Monday, May 14, 2012

May 14th

Today I did the laundry, vacuumed my room, my bathroom, the living room, and the kitchen, did the dishes, cleaned the stove top, washed the kitchen counters, took out the trash, and worked on Ascendio. All in all a very productive day off from work. Now it's time for me to write 750 words and Monday is supposed to be current events.

Of course I know basically nothing about current events, cause I'm too busy doing things like laundry. So instead of discussing what Republican candidates have dropped out of the race or which campaign groups are currently bashing each other or Syrian soldiers dying in Lebanon or the drama on Dancing with the Stars or the downfall of Yahoo or SpaceX launching their Dragon capsule up to the ISS. Not that those aren't all fascinating topics, I'm just not really in the mood to discuss any of them because I feel that I don't have fully formed thoughts to offer.

So instead I would like to actually just spend a bit of time just writing whatever pops into my head. Like traveling back in time to April where this blog was rambling and unedited (not that it's terribly edited now). I was speaking to my friend Alissa today about why I do this. She's an artist (of the making super amazing drawings variety) and was telling me that she tries to draw something every day because in order to keep improving she needs to practice. Personally I think that her art is already incredible and there isn't much farther to go, but I understand the principal of the idea. That's why I'm writing the 750 words a day, to practice. Obviously this type of thoughts on paper writing is different than what I might want to do with my life, but practice is practice, and letting go of my inner editor so that I can actually compose something is a skill I can learn with any subject matter.

The other thing I've been thinking about is how much fun I had writing that short scene yesterday. I've discovered that I'm quite inspired by the character art I find on the internet, and I want to continue to write from those pictures. Pinterest has actually become a wonderful tool for me to store up the pictures I find inspiring so that I can pull them out easily to write. AND it saves the location of the art so that if I write something I'm especially proud of I can send it to the artist and share my creativity. Plus, if I come up with a character that I love, I can hunt down some of those artists to illustrate them for me. It has the potential to help me build a pretty incredible community.

The apartment issue is also still weighing heavily on my mind is deciding where I will be living in July. We no longer have a fourth decided roommate, which means that we might not move. That is actually an outcome I'm completely fine with. I'll probably end up switching rooms so that I'm no longer in the master bedroom, which is enough of a move to give me a chance to start fresh. The bummer is that now Sara seems pretty set on moving to a different apartment but we don't have anyone to move with. I'm not sure I want to look for anyone else anymore. I'm happy with who I live with, my rent will go down, and I don't mind switching rooms because it will give me a chance to clean out my room and get rid of the stuff that I brought with me for whatever reason but haven't paid any attention to since. I actually enjoy spring cleaning, reorganizing my living space. Moving on the other hand I find a bit more stressful. Not the physical movement of my stuff but all the address change that goes along with it. Still, I'm open to most anything and if Sara finds someone she wants to live with then I'm willing to take the leap.

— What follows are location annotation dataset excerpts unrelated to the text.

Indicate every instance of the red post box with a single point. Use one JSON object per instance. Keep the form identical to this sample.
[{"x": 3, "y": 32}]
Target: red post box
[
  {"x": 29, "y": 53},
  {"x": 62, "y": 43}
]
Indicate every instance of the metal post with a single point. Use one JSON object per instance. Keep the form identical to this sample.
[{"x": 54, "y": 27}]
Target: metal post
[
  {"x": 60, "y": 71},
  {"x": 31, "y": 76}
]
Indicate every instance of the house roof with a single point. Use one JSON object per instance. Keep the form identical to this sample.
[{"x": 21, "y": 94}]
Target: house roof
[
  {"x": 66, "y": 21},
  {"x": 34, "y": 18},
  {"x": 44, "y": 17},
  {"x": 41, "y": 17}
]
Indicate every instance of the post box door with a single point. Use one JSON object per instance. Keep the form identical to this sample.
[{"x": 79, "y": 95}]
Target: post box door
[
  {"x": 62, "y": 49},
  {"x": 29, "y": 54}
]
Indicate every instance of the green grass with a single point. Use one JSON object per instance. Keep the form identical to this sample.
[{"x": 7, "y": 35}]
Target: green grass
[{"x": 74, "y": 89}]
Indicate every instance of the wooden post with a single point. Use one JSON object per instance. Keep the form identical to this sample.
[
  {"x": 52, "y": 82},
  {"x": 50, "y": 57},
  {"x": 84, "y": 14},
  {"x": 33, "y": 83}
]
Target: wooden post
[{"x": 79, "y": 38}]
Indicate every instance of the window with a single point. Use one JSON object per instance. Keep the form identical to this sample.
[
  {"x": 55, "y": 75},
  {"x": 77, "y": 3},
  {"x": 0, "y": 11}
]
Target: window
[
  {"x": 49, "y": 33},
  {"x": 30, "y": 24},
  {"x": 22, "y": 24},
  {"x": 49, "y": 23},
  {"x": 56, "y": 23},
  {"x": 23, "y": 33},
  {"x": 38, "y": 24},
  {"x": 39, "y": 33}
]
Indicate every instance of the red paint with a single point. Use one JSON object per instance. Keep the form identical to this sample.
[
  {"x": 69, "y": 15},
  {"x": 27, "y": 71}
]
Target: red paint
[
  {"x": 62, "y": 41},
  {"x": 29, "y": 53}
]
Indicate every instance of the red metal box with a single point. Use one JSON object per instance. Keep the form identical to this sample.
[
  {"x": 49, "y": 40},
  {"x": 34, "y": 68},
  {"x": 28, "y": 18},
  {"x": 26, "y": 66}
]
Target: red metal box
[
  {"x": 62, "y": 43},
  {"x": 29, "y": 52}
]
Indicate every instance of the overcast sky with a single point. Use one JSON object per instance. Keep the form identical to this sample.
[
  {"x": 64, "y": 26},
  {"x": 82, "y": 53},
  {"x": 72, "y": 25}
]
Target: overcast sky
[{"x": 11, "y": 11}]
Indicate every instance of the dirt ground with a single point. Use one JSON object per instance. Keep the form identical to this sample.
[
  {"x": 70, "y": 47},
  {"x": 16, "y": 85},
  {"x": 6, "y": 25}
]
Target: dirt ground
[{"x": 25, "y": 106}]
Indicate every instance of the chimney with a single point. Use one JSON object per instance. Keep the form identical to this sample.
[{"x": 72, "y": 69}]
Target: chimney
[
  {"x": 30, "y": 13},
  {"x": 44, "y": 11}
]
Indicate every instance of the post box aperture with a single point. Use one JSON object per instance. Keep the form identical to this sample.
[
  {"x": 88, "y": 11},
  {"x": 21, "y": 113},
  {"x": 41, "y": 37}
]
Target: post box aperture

I've also had some time to think about the way my life is and what I want to change about it. I think that I need to write out some rules about eating and exercise and creative pursuits and see if I can get into a schedule that will keep me on top of everything with out burning me out. I think that switching jobs will help with that because the increase in pay will mean that the less hours working won't be as stressful and I'll have more time to pursue other things. Now I just have to make an executive decision on what those other things will be.